Setelah terdakwa mendapatkan barang - barang tersebut yang dibeli nya dengan menggunakan kartu kredit orang lain, kemudian menyuruh Adhitya Rahman (yang dikenal nya melalui status facebook pada Desember 2017 "ready dropper AU," kemudian terdakwa mengirimkan pesan untuk mengajak kerjasama karena Adhitya memiliki dropper/penerima barang di Australia dan terkait keuntungan sesuai dengan keinginan terdakwa).
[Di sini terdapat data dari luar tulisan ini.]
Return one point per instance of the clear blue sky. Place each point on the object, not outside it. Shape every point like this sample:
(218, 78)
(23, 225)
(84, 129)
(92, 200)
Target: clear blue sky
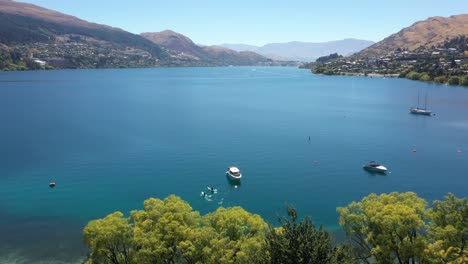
(258, 22)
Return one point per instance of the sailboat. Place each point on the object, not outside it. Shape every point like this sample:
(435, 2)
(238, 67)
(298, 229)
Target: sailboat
(421, 111)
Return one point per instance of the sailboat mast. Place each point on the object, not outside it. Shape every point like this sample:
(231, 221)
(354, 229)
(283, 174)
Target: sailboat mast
(425, 102)
(418, 98)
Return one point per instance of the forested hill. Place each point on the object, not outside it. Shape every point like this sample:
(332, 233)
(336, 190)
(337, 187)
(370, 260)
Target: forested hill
(431, 32)
(33, 37)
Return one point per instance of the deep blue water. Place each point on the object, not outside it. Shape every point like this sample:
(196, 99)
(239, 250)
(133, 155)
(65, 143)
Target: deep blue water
(112, 138)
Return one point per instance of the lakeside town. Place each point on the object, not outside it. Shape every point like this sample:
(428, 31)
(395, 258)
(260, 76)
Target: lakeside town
(446, 63)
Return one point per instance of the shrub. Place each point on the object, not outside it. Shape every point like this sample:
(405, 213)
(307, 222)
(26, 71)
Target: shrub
(440, 79)
(454, 80)
(425, 77)
(413, 75)
(464, 80)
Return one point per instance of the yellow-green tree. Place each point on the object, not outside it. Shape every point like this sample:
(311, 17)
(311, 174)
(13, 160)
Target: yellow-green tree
(110, 240)
(300, 242)
(170, 231)
(387, 228)
(448, 231)
(238, 236)
(163, 229)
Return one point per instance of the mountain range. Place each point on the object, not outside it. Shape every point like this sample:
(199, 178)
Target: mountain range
(431, 32)
(304, 51)
(214, 55)
(29, 34)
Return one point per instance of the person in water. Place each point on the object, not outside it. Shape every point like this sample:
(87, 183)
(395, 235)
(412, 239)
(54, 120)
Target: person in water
(213, 190)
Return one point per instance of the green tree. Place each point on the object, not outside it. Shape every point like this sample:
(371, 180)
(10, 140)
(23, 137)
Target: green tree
(413, 75)
(110, 240)
(464, 80)
(440, 79)
(302, 243)
(448, 231)
(168, 231)
(387, 227)
(425, 77)
(454, 80)
(238, 236)
(163, 229)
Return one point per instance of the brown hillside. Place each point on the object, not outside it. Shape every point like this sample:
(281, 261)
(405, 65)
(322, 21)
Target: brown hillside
(432, 31)
(175, 41)
(33, 11)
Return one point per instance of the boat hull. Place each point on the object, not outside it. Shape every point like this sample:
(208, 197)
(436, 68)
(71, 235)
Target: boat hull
(380, 169)
(233, 177)
(418, 111)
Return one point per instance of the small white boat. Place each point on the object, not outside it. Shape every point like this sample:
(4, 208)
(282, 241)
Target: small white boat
(420, 111)
(234, 173)
(375, 167)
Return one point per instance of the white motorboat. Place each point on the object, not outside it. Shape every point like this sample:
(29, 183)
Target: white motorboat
(234, 173)
(420, 111)
(375, 167)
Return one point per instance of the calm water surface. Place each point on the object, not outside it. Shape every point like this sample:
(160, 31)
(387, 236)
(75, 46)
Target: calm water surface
(112, 138)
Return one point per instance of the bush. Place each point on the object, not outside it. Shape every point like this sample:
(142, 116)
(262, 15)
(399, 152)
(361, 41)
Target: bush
(425, 77)
(413, 75)
(454, 80)
(464, 80)
(440, 79)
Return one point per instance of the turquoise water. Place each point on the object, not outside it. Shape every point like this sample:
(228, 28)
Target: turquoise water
(112, 138)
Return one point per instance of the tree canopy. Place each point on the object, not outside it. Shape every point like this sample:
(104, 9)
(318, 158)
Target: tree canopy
(386, 228)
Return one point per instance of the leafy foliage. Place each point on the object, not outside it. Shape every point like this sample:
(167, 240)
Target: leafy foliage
(301, 242)
(110, 240)
(454, 80)
(170, 231)
(448, 230)
(387, 227)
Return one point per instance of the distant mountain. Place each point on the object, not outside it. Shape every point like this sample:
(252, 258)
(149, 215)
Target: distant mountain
(33, 37)
(213, 55)
(304, 51)
(433, 31)
(31, 32)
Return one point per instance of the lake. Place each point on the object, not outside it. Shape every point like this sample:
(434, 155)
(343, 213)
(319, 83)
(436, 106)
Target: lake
(112, 138)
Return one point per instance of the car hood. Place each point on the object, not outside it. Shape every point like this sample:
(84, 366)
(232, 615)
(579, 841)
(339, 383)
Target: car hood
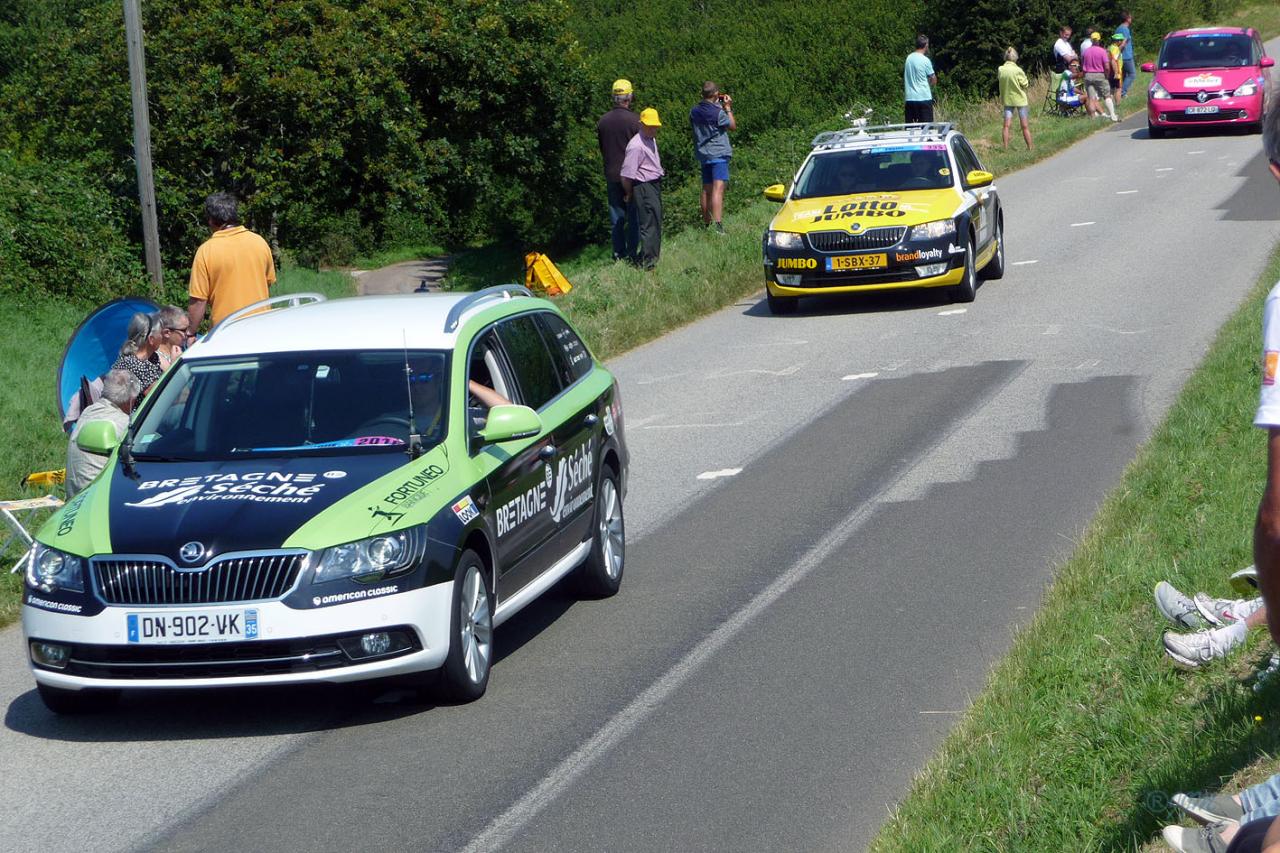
(227, 506)
(867, 210)
(1208, 78)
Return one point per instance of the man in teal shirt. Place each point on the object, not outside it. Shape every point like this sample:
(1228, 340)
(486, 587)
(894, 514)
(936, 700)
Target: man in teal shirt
(919, 80)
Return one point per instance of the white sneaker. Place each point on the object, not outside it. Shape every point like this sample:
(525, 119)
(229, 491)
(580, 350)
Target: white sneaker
(1176, 607)
(1200, 647)
(1221, 611)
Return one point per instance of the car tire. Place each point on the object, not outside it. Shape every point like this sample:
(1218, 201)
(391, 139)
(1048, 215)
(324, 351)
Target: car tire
(781, 304)
(73, 702)
(995, 268)
(465, 674)
(600, 574)
(968, 287)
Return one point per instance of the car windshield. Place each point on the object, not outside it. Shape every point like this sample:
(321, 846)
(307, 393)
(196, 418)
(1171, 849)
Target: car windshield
(1206, 50)
(881, 169)
(295, 404)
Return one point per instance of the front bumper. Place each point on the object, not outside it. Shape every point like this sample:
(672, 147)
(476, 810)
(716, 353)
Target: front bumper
(804, 272)
(295, 646)
(1230, 110)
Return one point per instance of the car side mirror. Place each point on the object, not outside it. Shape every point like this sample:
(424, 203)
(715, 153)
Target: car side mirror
(97, 437)
(508, 423)
(978, 178)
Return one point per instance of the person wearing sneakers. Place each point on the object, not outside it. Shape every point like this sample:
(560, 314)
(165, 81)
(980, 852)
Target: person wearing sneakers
(712, 121)
(1219, 625)
(1096, 63)
(641, 186)
(613, 131)
(1247, 822)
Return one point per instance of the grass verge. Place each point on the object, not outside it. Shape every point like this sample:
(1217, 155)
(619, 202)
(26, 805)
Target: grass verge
(1086, 730)
(32, 337)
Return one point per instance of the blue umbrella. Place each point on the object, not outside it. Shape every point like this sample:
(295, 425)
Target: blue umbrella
(95, 345)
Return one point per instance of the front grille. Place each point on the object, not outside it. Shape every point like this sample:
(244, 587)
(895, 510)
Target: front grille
(1224, 115)
(1193, 96)
(851, 278)
(841, 241)
(218, 660)
(233, 579)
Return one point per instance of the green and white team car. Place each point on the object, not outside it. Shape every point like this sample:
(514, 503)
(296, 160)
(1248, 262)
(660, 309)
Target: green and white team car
(334, 491)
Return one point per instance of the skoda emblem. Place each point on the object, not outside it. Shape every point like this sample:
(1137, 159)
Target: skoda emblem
(192, 552)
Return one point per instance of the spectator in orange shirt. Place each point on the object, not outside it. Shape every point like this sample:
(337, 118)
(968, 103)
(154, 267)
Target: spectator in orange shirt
(232, 269)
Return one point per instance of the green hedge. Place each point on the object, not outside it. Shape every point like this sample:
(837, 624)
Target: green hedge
(60, 235)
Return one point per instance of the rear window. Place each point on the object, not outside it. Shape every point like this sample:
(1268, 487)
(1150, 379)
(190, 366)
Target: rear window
(1206, 50)
(881, 169)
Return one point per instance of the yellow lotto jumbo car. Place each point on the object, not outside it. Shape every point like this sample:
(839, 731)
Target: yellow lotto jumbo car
(883, 208)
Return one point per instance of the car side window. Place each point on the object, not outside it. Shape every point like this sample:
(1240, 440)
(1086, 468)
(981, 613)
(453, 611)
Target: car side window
(567, 350)
(535, 373)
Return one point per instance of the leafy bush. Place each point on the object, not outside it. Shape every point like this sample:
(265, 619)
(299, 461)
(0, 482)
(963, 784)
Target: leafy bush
(60, 235)
(319, 113)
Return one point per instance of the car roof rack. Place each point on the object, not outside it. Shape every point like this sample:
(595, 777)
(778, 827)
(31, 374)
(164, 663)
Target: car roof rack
(460, 308)
(915, 132)
(292, 299)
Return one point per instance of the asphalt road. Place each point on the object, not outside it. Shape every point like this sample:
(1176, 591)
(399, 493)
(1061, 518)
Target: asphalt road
(792, 639)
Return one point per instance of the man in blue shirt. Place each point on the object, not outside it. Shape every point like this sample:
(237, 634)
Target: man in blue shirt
(1130, 71)
(712, 119)
(919, 80)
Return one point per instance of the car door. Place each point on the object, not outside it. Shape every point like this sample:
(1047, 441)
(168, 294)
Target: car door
(577, 433)
(525, 484)
(517, 487)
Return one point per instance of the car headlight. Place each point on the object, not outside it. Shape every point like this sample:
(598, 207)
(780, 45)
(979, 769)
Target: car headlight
(786, 240)
(935, 229)
(50, 570)
(373, 559)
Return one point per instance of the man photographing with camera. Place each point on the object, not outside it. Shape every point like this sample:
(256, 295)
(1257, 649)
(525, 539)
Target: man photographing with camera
(712, 119)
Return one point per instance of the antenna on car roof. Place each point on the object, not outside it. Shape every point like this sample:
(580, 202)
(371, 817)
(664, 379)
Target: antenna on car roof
(415, 439)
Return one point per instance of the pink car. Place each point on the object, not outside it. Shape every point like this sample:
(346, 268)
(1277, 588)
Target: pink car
(1210, 76)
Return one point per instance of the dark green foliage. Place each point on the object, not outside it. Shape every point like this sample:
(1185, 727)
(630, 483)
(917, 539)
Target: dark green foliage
(334, 119)
(60, 236)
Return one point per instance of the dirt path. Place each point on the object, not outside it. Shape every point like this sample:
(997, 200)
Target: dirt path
(406, 277)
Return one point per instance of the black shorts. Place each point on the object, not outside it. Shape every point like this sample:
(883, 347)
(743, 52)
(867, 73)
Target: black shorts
(919, 112)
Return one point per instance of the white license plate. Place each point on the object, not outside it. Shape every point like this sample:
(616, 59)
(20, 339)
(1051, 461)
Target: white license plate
(191, 626)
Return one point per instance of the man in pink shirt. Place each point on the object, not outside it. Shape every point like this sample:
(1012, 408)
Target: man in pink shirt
(641, 186)
(1095, 60)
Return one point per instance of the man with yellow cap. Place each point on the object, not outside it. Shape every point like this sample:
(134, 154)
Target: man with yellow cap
(615, 129)
(641, 186)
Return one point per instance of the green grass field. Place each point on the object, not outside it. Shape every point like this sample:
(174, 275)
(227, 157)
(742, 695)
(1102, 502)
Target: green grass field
(1086, 729)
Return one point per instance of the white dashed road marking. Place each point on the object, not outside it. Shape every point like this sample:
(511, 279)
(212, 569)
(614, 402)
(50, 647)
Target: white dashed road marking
(723, 471)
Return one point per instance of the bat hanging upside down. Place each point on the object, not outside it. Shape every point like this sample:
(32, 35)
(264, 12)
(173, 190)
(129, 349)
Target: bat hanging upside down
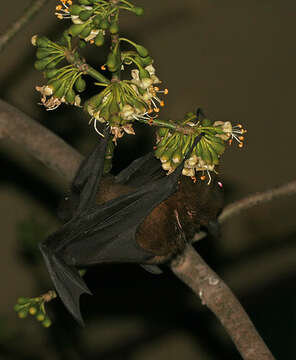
(140, 216)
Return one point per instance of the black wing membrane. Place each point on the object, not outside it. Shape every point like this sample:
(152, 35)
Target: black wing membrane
(104, 233)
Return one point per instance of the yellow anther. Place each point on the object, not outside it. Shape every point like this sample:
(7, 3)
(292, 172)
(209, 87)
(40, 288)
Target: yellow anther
(32, 310)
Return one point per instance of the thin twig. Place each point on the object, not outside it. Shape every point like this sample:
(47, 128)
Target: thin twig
(216, 295)
(252, 200)
(31, 10)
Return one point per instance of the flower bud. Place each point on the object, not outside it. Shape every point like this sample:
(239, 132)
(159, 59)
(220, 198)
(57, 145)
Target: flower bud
(138, 10)
(85, 15)
(114, 28)
(84, 2)
(70, 96)
(22, 300)
(42, 53)
(142, 51)
(80, 84)
(46, 322)
(75, 9)
(76, 29)
(32, 310)
(99, 39)
(42, 41)
(86, 31)
(97, 20)
(23, 313)
(40, 316)
(104, 24)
Adhitya lalu mengirimkan nama droppernya yaitu Stevanie Angelina. 

Bahwa terdakwa mengirimkan isi email - email yang merupakan bukti - bukti bahwa barang hasil cardding tersebut terdakwa beli dari situs e-commerce Australia pada saat mengisi di situs e-commerce tersebut terdakwa menulis STEVANIE ANGELINA dengan ID 0420336439 alamat UNIT 108 C ESPRIT BRIDGEHILL.1 MULLER LN.MASCOT NSW 2020 dan 7 VICTORIA ST. PARAMATTA PARK CAIRNS OLD 4870 sebagaimana kesepakatan Dedek dengan Adhitya. Tujuan Dedek mengirimkan email ke Adhitya adalah agar Adhitya mengirimkan bukti email tersebut ke Stevanie untuk mengambil barang hasil cardding tersebut di kantor post Mascot, Australia. Barang - barang yang mayoritas berbentuk kamera dan pakaian tersebut dijual Dedek ke beberapa orang di berbagai tempat.

Perbuatan Dedek bersama Adhitya dan Stevanie Angelina (diadili di Australia) dapat diketahui oleh Tim dari Siber Bareskrim Polri yang berawal dari Surat Konsulat Jenderal RI di Sidney perihal kasus Pembelian Online oleh WNI  di Indonesia dengan menggunakan kartu kredit beberapa warga Australia didukung dengan laporan Queensland Police Service Case File Id Magistrates Court serta surat Kemenlu  RI. Pada sidang hari ini (6/11/2018), JPU menghadirkan 5 orang saksi. Agenda sidang mendatang masih pemeriksaan para saksi. (Y CHS).